The elderly, especially, are often slow to leave their homes. When someone has lived through much worse and grown attached to their home over the last few decades, this is understandable. Nevertheless, it’s important to at least know where assistance will be available and keep an eye on any warnings. It’s also worthwhile to keep in touch with friends and family to let them know where you are and if you’re leaving, in case one of them has to come and get you.
Prepare an Emergency Kit
Whether you leave or plan to ride out the storm at home, supplies will be limited and stores won’t be delivering. It’s therefore advisable to keep a flashlight, some batteries, a portable gas stove, any chronic medication you need, preserved food and so forth on hand. These supplies shouldn’t be used just because you’ve run out of something in the kitchen, and their suitability checked before every storm season.
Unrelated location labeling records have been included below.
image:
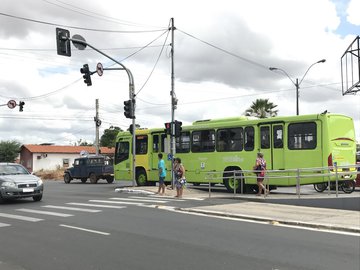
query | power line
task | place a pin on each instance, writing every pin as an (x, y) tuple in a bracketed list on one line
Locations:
[(76, 27), (226, 51), (91, 14)]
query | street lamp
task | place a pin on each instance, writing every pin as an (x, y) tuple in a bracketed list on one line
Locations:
[(297, 83)]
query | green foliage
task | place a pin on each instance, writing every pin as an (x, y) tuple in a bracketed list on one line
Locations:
[(262, 108), (9, 151), (109, 137)]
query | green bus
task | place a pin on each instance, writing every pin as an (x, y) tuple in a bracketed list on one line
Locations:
[(221, 146)]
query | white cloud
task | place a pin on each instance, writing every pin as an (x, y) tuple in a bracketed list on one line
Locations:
[(353, 12), (209, 83)]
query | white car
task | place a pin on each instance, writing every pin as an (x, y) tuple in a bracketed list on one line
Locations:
[(16, 182)]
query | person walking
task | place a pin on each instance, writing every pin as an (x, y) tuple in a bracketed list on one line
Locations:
[(260, 168), (180, 179), (162, 174)]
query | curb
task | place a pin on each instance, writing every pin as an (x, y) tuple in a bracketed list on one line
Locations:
[(273, 221)]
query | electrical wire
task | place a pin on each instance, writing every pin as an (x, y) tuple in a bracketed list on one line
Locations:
[(76, 27), (97, 15), (156, 62)]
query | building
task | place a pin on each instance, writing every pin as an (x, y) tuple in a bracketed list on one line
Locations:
[(50, 157)]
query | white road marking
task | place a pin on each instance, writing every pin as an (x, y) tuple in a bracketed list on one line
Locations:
[(44, 212), (162, 197), (139, 200), (182, 199), (72, 208), (31, 219), (116, 202), (97, 205), (83, 229)]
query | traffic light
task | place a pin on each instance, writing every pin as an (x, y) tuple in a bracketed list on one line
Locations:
[(167, 129), (87, 76), (21, 106), (178, 128), (129, 108), (63, 42)]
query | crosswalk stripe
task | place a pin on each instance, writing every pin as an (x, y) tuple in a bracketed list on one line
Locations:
[(44, 212), (116, 202), (161, 197), (72, 208), (176, 199), (97, 205), (138, 200), (31, 219)]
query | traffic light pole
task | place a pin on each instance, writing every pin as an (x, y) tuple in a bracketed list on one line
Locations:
[(131, 93), (173, 106)]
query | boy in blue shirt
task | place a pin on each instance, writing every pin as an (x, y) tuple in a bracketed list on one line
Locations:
[(162, 174)]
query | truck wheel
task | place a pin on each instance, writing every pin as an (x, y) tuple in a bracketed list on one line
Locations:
[(93, 178), (67, 178)]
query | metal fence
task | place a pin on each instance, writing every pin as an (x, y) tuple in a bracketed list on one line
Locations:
[(299, 174)]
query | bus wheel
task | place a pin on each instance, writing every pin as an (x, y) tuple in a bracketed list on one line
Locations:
[(348, 186), (141, 179), (320, 187), (231, 183)]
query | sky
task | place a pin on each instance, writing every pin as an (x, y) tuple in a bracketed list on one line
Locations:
[(222, 54)]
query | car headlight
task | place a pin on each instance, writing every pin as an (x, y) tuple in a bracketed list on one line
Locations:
[(8, 184)]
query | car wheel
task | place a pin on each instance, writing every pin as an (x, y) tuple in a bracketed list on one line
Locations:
[(37, 198), (67, 178), (110, 179), (93, 178)]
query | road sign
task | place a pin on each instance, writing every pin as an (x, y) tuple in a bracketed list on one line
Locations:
[(99, 69), (11, 104)]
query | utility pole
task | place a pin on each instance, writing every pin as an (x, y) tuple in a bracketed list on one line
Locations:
[(173, 105), (96, 120)]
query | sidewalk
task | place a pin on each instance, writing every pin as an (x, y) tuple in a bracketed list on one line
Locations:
[(259, 209)]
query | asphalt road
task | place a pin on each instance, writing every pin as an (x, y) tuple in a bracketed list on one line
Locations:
[(84, 226)]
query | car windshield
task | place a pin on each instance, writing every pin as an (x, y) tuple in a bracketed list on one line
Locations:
[(8, 169)]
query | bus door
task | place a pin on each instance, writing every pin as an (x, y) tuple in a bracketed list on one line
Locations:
[(158, 146), (272, 145)]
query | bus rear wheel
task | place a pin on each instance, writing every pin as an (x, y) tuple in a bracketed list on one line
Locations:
[(233, 183)]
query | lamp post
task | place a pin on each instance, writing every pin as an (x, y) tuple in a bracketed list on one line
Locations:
[(297, 83)]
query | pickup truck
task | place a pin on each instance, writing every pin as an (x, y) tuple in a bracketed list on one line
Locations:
[(90, 167)]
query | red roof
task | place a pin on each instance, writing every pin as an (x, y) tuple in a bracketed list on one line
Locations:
[(35, 148)]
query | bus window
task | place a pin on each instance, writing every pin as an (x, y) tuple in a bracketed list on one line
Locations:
[(155, 143), (278, 136), (203, 141), (141, 145), (302, 136), (183, 143), (249, 139), (121, 152), (229, 139), (265, 137)]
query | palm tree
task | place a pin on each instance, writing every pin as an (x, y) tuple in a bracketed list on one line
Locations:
[(262, 108)]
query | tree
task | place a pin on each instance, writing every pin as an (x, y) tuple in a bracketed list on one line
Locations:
[(108, 139), (9, 151), (262, 108)]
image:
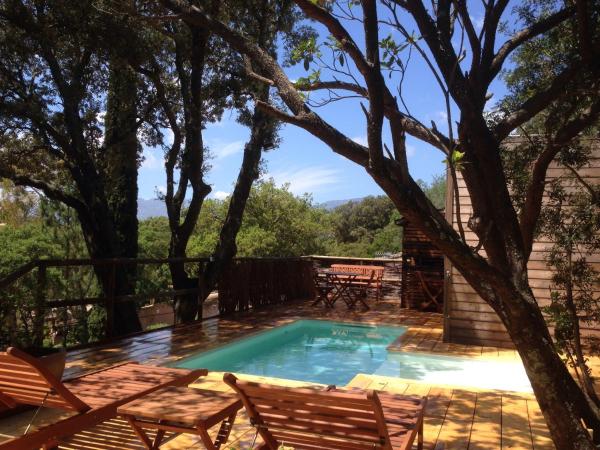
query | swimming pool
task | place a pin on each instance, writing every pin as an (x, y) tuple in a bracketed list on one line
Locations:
[(334, 352)]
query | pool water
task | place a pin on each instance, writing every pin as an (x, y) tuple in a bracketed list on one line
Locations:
[(334, 352)]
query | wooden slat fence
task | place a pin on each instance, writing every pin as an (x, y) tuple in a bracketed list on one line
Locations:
[(255, 283)]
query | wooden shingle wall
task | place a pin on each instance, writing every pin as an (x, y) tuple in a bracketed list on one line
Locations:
[(418, 255), (469, 319)]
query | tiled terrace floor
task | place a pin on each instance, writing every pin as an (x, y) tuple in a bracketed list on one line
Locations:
[(456, 418)]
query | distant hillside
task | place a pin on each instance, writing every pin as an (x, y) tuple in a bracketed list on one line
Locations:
[(332, 204), (151, 208), (156, 208)]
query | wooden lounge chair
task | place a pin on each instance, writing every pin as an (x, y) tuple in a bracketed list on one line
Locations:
[(93, 398), (323, 290), (333, 419)]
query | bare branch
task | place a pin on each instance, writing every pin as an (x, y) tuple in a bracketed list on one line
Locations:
[(375, 86), (51, 191), (252, 74)]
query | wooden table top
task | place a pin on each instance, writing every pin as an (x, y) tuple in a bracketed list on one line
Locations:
[(189, 406)]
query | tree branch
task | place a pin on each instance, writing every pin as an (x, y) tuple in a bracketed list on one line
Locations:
[(49, 190), (534, 104), (375, 86), (525, 35)]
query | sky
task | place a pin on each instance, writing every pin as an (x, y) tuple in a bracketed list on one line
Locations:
[(303, 161)]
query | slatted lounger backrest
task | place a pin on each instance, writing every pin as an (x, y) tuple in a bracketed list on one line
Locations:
[(310, 419), (23, 380)]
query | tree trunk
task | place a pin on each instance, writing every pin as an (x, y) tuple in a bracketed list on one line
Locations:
[(120, 175), (560, 398), (261, 136)]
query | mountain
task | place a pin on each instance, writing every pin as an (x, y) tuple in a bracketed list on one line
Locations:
[(332, 204), (151, 208), (156, 208)]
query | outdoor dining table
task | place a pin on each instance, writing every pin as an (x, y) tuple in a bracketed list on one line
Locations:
[(341, 282)]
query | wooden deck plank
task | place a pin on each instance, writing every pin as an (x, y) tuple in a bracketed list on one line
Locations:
[(455, 418), (516, 433)]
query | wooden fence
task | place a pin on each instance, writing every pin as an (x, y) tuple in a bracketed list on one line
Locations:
[(259, 282), (51, 302), (61, 302)]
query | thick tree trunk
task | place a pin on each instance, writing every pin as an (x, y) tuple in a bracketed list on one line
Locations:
[(249, 171), (120, 176), (560, 398)]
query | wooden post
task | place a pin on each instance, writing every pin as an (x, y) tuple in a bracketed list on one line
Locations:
[(110, 299), (40, 299)]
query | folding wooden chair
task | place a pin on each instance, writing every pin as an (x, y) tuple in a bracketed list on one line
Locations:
[(93, 398), (308, 419)]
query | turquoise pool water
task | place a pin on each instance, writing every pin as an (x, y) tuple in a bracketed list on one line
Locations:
[(333, 353)]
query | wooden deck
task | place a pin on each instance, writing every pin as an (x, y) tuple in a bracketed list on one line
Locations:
[(457, 418)]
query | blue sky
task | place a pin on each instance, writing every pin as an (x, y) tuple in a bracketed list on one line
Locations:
[(308, 165)]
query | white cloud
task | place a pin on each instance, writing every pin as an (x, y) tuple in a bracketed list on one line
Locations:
[(362, 140), (168, 136), (151, 161), (307, 179), (221, 195)]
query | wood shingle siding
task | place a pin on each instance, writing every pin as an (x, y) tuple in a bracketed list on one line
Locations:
[(469, 319)]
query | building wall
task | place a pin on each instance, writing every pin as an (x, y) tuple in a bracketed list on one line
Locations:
[(469, 319)]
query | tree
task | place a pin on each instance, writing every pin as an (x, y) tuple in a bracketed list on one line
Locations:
[(195, 78), (17, 205), (59, 71), (278, 223), (446, 34)]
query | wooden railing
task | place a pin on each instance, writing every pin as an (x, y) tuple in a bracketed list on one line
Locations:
[(258, 282), (52, 302), (62, 302)]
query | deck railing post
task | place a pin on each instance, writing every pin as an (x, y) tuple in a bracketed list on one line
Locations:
[(40, 299)]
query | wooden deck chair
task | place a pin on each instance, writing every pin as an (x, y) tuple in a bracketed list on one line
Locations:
[(93, 398), (307, 419), (365, 272)]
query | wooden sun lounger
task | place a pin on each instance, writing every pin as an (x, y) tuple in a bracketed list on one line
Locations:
[(93, 398), (333, 419)]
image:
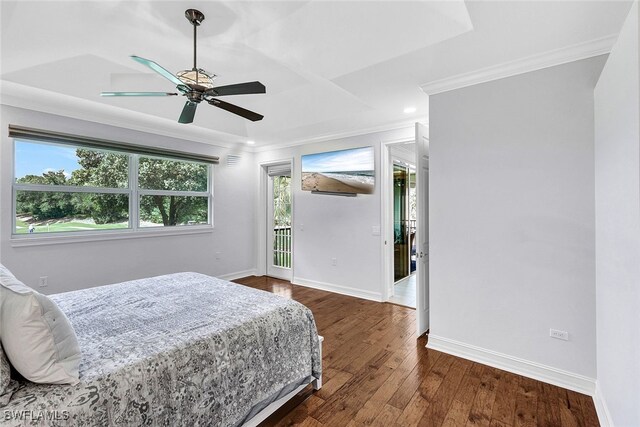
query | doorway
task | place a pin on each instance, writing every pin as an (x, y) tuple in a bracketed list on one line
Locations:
[(404, 227), (398, 238), (279, 236)]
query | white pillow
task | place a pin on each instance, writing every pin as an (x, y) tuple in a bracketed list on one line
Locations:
[(7, 385), (36, 335)]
Something that many people don’t think about is the need for water when your driveway has become a river. In fact, this is one of the main dangers of flooding: all of that water will probably have come into contact with raw sewage, animal carcasses and assorted pathogens. Storing a gallon per person per day is not unreasonable.
Invest in Technology
While it might be tempting to wear a skeleton suit and simply hoof it to higher ground, everybody’s budget will not stretch quite that far.
However, even if you’re unable to leave under your own power and emergency services are overwhelmed, there are a couple of gadgets that can help you survive and even keep you comfortable. One of the most innovative is called the Lifestraw, which enables you to drink safely from virtually any contaminated water source.
The next most important thing to think about is communication. Cell towers and landlines can’t be counted on to survive if a really big storm hits, but a battery-powered or wind-up radio can keep you informed about events in the world at large and how long you might have to wait for rescue. If you’re willing to learn the technical side, a CB radio can also turn out to be worth its weight in gold, or you can pay somewhere over $1,000 for a satellite phone, which doesn’t require cell service to work.